Что, интересно, она говорила и кому. Я от нее ни разу ничего не слышала – ни про красивый почерк, ни про каемочку, ни про Семнадцатое мая, но это не имело значения, домой возвращаться было легко. На площади Далс мы зашли в кондитерскую и съели по пирожному «Наполеон», мать два раза повторила про талант к рисованию и приглашение на Семнадцатое мая, я так радовалась. «Я же говорила». Я все ждала, когда она расскажет отцу, но того не было дома – он уехал в Лондон. Вечером, ложась спать, я поняла. Это отцу мать говорила про мой талант к рисованию, а отец с ней не соглашался. Я думала о том, как мать, разговаривая с отцом, хвалит меня, а отец не верит, хотя похвалы эти вполне заслуженные, и меня захлестывали чувства.

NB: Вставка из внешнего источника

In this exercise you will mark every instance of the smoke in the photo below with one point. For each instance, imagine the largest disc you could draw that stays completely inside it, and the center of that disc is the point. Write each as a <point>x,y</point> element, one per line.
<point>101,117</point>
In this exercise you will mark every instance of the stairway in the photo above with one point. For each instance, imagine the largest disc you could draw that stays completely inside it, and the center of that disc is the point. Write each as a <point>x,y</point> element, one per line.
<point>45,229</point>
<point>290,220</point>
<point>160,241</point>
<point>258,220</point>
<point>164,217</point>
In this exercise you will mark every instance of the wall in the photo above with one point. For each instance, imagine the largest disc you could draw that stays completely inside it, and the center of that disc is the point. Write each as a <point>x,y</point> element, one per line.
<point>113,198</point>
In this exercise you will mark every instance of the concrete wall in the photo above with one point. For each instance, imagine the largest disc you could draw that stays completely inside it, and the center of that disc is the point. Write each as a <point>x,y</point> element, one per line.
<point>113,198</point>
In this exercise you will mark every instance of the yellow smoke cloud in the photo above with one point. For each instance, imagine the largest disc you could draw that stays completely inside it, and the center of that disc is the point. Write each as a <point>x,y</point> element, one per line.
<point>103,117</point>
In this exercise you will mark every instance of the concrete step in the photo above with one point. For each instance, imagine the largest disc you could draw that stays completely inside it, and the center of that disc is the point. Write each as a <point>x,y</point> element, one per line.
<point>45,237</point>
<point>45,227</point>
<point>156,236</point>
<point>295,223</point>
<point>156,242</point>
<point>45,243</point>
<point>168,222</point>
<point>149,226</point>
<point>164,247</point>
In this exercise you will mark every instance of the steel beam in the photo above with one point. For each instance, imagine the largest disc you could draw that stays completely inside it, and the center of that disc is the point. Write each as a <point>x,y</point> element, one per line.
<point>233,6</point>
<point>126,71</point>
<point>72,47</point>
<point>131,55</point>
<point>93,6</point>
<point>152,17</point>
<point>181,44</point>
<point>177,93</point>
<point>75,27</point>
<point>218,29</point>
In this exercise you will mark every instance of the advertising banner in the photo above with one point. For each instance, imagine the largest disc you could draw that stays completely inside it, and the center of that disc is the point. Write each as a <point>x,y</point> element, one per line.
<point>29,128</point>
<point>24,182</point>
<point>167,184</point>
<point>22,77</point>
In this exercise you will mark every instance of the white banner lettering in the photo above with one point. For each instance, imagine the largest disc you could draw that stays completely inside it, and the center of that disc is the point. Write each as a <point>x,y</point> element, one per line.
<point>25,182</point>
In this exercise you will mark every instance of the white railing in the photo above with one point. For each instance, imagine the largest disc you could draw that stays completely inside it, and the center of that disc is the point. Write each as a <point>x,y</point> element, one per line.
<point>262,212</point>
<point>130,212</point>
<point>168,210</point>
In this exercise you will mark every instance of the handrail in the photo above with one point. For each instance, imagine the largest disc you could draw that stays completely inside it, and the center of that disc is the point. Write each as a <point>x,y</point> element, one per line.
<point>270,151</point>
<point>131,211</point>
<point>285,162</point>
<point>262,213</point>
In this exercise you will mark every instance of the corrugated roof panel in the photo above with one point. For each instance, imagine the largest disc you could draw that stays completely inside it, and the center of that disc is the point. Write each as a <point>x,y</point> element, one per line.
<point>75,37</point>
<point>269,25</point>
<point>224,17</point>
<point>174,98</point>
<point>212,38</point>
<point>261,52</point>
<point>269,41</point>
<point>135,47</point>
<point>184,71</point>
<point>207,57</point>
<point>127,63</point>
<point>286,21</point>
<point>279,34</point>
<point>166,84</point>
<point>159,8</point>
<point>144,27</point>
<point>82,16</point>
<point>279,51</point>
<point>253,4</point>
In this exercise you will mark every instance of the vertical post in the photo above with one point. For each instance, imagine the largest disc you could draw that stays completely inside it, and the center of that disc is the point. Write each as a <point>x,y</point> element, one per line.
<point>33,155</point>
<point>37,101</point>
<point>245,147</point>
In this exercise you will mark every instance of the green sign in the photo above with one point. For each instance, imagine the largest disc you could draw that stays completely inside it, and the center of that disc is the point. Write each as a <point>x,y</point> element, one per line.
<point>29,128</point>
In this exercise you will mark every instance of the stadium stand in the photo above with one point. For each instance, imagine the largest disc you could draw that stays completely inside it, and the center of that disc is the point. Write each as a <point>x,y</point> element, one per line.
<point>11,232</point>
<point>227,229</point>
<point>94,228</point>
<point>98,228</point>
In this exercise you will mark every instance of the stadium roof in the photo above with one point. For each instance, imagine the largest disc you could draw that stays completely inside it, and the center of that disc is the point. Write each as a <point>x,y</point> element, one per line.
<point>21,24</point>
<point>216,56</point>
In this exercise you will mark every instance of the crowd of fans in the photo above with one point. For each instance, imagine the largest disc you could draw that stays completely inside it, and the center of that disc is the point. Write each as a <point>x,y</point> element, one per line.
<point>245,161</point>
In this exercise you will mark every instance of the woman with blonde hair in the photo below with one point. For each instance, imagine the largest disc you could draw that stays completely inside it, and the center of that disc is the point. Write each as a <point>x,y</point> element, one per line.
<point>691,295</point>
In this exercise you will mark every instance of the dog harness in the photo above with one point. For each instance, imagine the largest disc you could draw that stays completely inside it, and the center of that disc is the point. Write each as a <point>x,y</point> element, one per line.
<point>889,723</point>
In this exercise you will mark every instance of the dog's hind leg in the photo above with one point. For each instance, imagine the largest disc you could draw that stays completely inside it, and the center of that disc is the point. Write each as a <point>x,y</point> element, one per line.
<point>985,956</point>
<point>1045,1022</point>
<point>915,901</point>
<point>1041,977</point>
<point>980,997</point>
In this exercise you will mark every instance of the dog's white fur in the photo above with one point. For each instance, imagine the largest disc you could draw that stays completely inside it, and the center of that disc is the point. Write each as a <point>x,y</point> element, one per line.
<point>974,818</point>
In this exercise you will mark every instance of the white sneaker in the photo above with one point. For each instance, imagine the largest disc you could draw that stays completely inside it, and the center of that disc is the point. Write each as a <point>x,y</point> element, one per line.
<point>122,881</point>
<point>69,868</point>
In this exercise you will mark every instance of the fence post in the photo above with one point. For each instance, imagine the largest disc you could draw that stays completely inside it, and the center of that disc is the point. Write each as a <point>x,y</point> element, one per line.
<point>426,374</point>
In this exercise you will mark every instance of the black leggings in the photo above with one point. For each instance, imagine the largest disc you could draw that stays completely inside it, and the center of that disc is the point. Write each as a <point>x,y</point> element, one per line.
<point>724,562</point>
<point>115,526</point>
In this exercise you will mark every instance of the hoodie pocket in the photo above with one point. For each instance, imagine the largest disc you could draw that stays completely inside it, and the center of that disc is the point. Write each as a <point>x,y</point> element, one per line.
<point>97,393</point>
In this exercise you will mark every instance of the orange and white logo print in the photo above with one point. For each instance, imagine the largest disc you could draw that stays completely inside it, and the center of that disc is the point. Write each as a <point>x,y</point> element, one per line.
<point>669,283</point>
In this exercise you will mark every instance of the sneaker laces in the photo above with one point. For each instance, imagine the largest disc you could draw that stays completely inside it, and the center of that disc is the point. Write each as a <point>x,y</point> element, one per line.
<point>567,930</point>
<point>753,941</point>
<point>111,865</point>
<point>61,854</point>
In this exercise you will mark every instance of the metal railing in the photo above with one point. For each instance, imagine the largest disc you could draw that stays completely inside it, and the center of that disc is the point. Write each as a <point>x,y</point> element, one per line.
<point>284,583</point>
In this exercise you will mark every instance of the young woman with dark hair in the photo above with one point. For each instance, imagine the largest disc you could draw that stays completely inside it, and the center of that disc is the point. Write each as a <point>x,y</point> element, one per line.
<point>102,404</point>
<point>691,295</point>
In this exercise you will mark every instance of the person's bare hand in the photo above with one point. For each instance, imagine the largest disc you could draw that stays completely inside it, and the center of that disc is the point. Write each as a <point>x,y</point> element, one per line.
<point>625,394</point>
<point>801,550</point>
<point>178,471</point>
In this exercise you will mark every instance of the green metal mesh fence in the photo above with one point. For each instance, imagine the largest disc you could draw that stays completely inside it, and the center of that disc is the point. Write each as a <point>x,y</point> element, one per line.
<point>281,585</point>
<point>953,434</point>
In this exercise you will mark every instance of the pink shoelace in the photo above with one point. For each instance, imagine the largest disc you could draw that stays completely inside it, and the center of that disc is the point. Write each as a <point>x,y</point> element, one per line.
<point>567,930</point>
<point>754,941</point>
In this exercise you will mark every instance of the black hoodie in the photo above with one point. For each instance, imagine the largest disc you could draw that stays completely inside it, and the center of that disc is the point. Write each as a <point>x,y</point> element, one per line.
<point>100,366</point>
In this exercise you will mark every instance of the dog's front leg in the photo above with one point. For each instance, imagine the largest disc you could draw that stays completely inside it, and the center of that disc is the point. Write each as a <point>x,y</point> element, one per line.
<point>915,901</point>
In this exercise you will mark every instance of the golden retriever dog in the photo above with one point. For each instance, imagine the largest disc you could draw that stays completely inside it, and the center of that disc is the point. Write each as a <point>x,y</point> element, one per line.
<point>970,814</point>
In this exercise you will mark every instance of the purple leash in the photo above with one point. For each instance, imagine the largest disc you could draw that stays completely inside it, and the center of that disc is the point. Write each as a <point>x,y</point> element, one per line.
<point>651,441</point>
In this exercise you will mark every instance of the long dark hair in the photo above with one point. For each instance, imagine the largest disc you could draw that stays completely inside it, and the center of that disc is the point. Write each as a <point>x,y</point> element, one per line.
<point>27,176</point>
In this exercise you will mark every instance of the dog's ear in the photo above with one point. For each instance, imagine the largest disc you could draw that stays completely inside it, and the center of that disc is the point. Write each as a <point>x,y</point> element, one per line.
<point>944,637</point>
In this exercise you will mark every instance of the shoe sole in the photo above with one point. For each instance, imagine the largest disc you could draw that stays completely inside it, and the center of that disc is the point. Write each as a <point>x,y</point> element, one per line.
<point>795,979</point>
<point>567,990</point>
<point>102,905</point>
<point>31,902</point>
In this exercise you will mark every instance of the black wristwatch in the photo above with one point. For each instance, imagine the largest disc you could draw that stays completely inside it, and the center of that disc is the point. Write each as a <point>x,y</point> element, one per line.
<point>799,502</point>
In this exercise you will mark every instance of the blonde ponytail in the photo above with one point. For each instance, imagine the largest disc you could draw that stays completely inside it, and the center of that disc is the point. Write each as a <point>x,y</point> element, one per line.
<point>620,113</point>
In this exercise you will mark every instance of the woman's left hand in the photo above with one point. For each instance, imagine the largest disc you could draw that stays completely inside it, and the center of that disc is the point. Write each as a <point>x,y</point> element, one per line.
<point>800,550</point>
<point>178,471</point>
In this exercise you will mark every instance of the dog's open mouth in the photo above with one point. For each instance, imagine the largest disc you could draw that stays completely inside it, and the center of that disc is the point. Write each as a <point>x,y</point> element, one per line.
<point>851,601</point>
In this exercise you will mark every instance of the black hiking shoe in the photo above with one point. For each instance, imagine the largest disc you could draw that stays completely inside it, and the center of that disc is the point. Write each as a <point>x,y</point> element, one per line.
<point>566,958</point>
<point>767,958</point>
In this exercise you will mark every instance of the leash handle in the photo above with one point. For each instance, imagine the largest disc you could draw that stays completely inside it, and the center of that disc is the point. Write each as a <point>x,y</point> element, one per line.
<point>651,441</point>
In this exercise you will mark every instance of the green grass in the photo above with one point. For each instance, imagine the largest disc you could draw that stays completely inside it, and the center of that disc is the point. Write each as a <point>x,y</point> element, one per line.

Когда это прекратилось, когда мать стала полностью принадлежать отцу?

Не знаю, сохранила ли мать до сих пор жизнерадостность, но думаю, сохранила, жизнерадостность была, по-моему, одним из ее основных качеств. Вероятно, ей удалось избавиться от мыслей о печалях и утратах, эту науку она в совершенстве освоила, еще когда я знала ее, если, конечно, мой образ матери не безнадежно устарел. Надеюсь, она сохранила жизнерадостность. С матерью, робкой, ребячливой, опасной в своей непредсказуемости, не бывало тяжело. Мать жила в мире легкости. Наверное, любить мать было несложно – тем, кто не приходился ей дочерью. С ней наверняка было легко общаться – другим, не мне, вот только с другими она общалась мало, в моем детстве внешний мир матери ограничивался домом, садом, семьей, магазином, но зато мать умела забавно пересказывать какие-нибудь сценки в магазине. Меня восхищала и раздражала материнская легкость, ее способность избавляться от неприятного, не вникать, сосредотачиваться на чем-то другом, на новом платье, carpe diem[1] – так это называется, просто формулировалось иначе. Наверное, эта способность была для матери спасением, и для отца тоже, и для меня, ведь в противном случае мать со всей ее кипучей энергией сделала бы мое детство совсем иным, возможно, усложнила бы его. Я не сбрасываю со счетов материнскую жизнерадостность, я отношусь к ней серьезно и надеюсь, что мать по-прежнему веселая и сильная. А вот Рут не понимает, насколько мать сильная, или не желает понимать, потому что если мать сильная, то сила самой Рут значит меньше. Или же мать не показывает Рут своей силы, ведь мать зависит от ее заботы, и они обе придумали, что общения со мной мать не выдержит.